The symmetry of Citterio’s furniture products is a central theme. “You won’t find anyone more symmetrical than me,” he laughs. “I was born in between Como and Milan, in the middle of the 1950s [1955], in the middle of the year [June], in the middle of the month [16th].” And, indeed, he seems completely balanced. Having lived and worked in Milan all his life, still doing his first job as a designer/architect, I ask whether he has ever wanted to break out of the legacy of Italian design. “I am too old now,” he says with a cheeky smile. “But to be honest, I have travelled so much and work internationally, nowadays it is difficult to talk about Italian design. I think it is much more interesting to talk about European design culture. Look at B&B, Vitra, Moooi or Morrison and the Bouroullecs. What is driving European design cannot be dissected into separate nationalities – it’s a collaborative business.

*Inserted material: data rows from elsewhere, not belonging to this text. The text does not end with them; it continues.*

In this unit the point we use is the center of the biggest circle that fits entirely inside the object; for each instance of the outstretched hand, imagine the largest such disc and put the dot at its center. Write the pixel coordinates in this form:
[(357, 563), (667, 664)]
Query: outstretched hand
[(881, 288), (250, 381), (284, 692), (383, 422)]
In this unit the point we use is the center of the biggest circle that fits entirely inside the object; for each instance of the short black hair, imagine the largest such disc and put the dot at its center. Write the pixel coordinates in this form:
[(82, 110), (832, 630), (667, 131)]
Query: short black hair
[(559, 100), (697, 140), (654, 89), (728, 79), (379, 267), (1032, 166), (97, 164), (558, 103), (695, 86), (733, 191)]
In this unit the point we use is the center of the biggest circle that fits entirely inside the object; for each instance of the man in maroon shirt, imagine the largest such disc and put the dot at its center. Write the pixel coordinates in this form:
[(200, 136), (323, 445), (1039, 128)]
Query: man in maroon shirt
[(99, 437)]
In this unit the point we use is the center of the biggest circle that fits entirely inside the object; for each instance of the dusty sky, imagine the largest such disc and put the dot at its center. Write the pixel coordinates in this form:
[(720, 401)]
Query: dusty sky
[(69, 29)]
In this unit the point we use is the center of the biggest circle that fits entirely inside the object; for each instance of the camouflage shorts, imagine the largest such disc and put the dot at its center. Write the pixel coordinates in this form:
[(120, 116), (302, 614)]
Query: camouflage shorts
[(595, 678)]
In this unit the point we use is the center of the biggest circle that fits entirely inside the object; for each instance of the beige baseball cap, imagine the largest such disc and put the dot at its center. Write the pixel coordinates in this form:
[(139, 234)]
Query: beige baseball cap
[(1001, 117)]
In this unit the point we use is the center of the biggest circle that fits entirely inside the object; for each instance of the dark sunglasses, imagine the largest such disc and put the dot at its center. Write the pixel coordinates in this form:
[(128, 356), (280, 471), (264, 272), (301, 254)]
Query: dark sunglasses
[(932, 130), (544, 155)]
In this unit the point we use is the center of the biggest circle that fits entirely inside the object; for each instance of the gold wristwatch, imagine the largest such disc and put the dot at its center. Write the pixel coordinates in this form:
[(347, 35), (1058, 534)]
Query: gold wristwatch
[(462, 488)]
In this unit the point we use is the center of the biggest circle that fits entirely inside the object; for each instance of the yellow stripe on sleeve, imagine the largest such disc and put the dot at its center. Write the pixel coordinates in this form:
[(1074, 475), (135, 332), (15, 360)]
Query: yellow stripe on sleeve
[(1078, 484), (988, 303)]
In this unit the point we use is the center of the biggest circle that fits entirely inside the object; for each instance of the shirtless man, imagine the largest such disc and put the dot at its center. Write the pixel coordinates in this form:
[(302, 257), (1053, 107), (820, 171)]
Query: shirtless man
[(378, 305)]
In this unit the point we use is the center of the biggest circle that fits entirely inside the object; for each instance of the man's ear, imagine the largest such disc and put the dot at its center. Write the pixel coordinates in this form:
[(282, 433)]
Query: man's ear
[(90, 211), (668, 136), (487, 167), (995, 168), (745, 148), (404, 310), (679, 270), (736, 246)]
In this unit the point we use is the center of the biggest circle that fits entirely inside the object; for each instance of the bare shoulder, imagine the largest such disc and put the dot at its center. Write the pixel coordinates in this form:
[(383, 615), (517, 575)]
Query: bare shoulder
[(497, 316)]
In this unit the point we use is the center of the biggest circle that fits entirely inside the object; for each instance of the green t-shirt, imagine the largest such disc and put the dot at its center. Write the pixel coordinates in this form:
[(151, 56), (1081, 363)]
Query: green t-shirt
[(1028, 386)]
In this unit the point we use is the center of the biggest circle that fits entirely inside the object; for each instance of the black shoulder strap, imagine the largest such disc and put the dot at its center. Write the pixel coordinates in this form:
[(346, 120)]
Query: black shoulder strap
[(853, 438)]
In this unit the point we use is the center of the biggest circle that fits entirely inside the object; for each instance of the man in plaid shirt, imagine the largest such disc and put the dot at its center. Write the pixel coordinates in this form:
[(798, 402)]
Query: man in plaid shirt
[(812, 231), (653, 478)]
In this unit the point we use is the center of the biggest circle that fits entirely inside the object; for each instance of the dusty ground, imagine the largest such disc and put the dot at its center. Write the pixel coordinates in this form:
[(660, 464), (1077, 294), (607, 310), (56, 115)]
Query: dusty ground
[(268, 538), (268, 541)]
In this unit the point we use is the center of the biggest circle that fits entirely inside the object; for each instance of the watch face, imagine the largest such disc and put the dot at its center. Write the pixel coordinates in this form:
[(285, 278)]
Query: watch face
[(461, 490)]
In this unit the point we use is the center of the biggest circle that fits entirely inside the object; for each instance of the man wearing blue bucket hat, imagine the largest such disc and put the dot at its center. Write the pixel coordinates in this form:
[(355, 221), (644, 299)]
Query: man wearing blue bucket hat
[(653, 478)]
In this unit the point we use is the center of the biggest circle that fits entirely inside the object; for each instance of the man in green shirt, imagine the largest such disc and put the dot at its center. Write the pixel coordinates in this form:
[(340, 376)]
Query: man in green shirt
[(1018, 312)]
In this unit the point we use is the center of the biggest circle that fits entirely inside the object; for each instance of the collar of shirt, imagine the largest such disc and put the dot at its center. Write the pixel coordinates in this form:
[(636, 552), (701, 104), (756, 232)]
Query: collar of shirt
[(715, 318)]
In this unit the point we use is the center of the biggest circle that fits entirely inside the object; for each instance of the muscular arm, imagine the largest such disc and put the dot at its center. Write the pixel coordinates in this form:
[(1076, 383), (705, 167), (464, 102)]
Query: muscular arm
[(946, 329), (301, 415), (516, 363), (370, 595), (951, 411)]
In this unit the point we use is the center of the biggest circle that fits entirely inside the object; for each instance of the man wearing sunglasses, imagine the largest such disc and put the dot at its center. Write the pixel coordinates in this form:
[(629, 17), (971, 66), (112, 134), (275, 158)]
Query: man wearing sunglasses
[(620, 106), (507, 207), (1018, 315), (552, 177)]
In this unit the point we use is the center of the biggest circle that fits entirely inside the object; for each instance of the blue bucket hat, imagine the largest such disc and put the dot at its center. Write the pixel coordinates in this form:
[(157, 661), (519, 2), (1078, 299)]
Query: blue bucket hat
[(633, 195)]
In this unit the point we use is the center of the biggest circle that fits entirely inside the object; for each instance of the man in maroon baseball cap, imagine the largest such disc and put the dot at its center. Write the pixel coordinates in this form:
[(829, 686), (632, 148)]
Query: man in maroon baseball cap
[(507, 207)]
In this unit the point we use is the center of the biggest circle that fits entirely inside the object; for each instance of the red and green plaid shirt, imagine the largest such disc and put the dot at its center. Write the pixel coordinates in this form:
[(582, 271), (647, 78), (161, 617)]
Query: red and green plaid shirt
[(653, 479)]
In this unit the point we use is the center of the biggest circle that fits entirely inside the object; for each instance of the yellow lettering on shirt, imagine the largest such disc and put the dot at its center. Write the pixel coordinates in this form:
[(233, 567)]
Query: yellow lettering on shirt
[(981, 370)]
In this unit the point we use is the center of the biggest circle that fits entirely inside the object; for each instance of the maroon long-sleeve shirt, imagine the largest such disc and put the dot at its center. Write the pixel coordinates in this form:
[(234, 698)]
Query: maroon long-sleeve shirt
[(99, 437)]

And some production is returning to Europe, like ceramics from Morocco to Sweden.”
So, there is no need to be scared of China? “Well, if a company decides to outsource the entire production to emerging countries, that is a big mistake,” says Citterio. “Design is part of an industrial process, which is inherent in European culture, so we need certain factories to stay here. But if certain parts are made abroad because it is cheaper, then that make sense. Europe has always had a culture of production and I believe our social structure will ensure that link is never lost. We are not like the States, where they can just cut it off. I mean, look what happened to design culture in the US. It practically doesn’t exist any more, apart from some craft. When you go to ICFF, you see young student craftsmen, which is interesting, but it isn’t an industrial or commercially viable place. Why? Because they outsourced all the production.
“Of course, the challenge is that cost drives decisions nowadays. In the 1960s, designer products were the elite. Even in the 1970s, when I started, only six per cent of the furniture on the market was contemporary design. Today, contemporary design is the market.” When asked what he makes of limited-edition design, Citterio says: “Well, it’s not for me. But it is part of our design culture and celebrates craft values, so in a way, it is like antiques for collectors. Maybe limited-edition designs are the contemporary antiques.”
Citterio’s designs aren’t the eye-catching talking points of such designers as his friend Ron Arad, but rather a sober design language of a high standard, with a meticulous attention to detail. He says: “Ron is a star. He is an artist. I have his designs in my own home. But there are two types of designer – and he is one and I’m the other.” Citterio likes to step behind his designs. He likes anonymity, a simple appearance. His dress is Milanese standard smart casual – polo shirt and beige trousers with loafers. As he gets ready for his portrait shot, he empties his pockets. “My jacket luggage,” he jokes, including black Ray-Ban sunglasses, reading glasses, Audi car keys, a black wallet and a black Moleskin notebook. All essentials – nothing flamboyant. They could potentially be the contents of a bank manager’s pocket. But as much as Citterio tries to portray himself as “normal”, looking at his output, from his furniture designs to his exterior/interiors architecture, if Jasper Morrison’s credo of returning to super-normal design is anything to go by, then Antonio Citterio has been doing it all along.